Arrivé au pouvoir, Trump a fait, sur cette question, ce qu’il avait dit : il a dénoncé l’accord nucléaire. Il avait dit aussi qu’il retirerait l’armée américaine du Proche-Orient mais cette promesse est pour l’instant reléguée aux oubliettes de l’histoire… Depuis, c’est la doctrine de la « pression maximum » qui s’applique : étouffer le pays, le ruiner pour pousser sa population à la révolte et ainsi provoquer la chute du régime.
Cet objectif est tout de même d’un cynisme confondant.
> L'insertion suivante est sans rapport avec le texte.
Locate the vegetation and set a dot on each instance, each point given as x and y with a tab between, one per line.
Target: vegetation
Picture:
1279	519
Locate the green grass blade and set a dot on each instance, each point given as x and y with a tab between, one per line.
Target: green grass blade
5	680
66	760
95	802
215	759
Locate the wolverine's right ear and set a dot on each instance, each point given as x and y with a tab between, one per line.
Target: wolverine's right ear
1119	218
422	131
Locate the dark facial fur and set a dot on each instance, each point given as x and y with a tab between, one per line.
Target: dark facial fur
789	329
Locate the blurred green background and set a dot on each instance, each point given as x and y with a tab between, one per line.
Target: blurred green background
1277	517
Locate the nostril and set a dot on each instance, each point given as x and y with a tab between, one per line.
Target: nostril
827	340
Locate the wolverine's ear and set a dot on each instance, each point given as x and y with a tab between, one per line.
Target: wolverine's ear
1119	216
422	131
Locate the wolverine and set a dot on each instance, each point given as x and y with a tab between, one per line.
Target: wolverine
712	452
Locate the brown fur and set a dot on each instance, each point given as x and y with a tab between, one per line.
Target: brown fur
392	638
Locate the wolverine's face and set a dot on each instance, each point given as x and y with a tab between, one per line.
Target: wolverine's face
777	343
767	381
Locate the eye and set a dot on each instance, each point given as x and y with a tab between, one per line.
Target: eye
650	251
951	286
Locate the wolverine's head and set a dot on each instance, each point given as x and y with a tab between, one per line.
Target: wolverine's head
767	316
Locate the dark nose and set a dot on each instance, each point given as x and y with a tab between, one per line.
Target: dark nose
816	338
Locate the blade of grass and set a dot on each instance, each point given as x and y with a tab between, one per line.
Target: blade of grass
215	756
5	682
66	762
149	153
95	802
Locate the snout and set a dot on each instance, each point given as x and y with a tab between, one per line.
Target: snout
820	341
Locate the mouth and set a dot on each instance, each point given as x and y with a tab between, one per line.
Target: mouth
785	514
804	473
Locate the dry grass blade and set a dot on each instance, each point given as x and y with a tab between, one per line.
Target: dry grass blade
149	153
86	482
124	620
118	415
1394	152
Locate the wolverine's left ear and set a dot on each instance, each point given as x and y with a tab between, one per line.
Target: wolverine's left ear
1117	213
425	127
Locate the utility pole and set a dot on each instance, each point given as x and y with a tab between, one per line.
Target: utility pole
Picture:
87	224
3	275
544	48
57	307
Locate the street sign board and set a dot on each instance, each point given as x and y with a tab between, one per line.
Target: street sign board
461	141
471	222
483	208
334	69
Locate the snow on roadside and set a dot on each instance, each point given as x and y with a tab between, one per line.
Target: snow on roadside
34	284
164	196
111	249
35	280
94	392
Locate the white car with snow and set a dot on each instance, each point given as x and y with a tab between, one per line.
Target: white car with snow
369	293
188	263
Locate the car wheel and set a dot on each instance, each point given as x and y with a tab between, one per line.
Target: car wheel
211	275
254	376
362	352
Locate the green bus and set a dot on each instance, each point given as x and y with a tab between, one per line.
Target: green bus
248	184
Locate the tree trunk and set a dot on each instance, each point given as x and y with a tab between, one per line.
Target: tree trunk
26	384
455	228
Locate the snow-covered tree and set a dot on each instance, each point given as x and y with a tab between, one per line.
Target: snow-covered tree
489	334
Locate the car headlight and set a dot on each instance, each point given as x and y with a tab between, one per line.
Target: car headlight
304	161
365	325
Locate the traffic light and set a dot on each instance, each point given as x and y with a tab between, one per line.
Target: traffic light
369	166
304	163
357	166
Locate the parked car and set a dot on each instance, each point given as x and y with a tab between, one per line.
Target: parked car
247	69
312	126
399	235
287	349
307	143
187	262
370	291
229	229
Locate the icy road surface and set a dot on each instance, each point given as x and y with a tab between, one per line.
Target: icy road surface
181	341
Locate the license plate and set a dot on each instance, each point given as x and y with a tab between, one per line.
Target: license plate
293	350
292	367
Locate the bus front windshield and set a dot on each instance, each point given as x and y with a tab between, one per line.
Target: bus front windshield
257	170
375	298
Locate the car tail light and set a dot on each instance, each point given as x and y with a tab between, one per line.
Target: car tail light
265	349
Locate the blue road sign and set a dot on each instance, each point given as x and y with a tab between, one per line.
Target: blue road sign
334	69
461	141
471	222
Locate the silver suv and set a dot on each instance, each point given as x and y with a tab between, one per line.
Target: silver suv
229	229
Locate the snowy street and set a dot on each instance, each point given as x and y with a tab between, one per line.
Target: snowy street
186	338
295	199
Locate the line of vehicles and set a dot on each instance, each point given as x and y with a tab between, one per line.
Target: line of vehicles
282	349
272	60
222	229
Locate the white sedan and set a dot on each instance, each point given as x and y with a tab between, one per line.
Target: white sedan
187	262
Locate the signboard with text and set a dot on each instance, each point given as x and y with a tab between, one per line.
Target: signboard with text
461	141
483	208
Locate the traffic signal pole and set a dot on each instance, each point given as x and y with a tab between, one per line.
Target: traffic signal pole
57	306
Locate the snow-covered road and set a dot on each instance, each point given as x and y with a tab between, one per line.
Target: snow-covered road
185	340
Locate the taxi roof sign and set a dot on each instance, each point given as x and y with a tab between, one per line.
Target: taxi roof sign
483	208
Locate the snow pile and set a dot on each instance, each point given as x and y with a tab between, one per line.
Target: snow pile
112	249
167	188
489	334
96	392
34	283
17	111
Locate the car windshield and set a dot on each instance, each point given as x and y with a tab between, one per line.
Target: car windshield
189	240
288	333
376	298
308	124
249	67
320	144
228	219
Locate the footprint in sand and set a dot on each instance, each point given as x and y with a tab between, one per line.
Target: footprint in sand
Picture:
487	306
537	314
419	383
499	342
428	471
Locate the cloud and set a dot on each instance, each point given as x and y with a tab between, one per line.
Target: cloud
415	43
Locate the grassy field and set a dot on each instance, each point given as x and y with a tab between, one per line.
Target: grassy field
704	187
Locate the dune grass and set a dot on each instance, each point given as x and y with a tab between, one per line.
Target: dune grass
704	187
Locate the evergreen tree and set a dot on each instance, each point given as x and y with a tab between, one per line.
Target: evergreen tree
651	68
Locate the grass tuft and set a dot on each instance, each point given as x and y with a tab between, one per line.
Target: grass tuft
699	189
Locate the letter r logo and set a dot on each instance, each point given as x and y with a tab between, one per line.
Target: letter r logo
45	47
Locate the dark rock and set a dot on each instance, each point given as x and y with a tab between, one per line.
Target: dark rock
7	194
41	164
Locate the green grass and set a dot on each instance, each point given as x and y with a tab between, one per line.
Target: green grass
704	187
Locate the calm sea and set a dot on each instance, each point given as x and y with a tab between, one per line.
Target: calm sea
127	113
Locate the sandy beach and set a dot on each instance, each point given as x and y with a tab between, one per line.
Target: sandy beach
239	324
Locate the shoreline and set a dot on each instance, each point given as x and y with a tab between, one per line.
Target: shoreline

La population voit en effet son niveau de vie s’effondrer et ce pays, aux immenses capacités, subit des sanctions draconiennes qui détruisent son économie et sa jeunesse. Cette dernière, dans l’ensemble, ne soutient pas le régime mais quelle est son alternative ? La révolte est impitoyablement réprimée et la soumission implique la pauvreté ce qui, dans un pays potentiellement si riche, est tout de même consternant.
Ce type de comportement américain est au fond assez classique mais le problème majeur, c’est que personne ne peut infléchir cette politique. La Russie et la Chine, considérés comme des adversaires, ne sont guère écoutés et l’Europe est, comme d’habitude, aux abonnés absents. Elle avait pourtant une carte intéressante à jouer mais le confort de la lâcheté a été le plus fort. Total et les grandes entreprises ont quitté l’Iran, poussant son régime au raidissement et sa population au désespoir. Nous savions bien que l’Europe ne servait pas à grand-chose mais nous le rappeler à chaque évènement géopolitique important relève d’une obstination qui laisse rêveur.
La guerre américaine contre l’Iran n’est donc pas près de cesser mais, pour l’instant, on ne voit pas très bien à quoi elle sert.
Illustration : À Khomeiniville, des Iraniennes fabriquent les drapeaux américains qui seront brûlés dans les manifestations. La seule activité économique que Trump a fait naître. (le nom de la ville et la description de l’activité sont authentiques).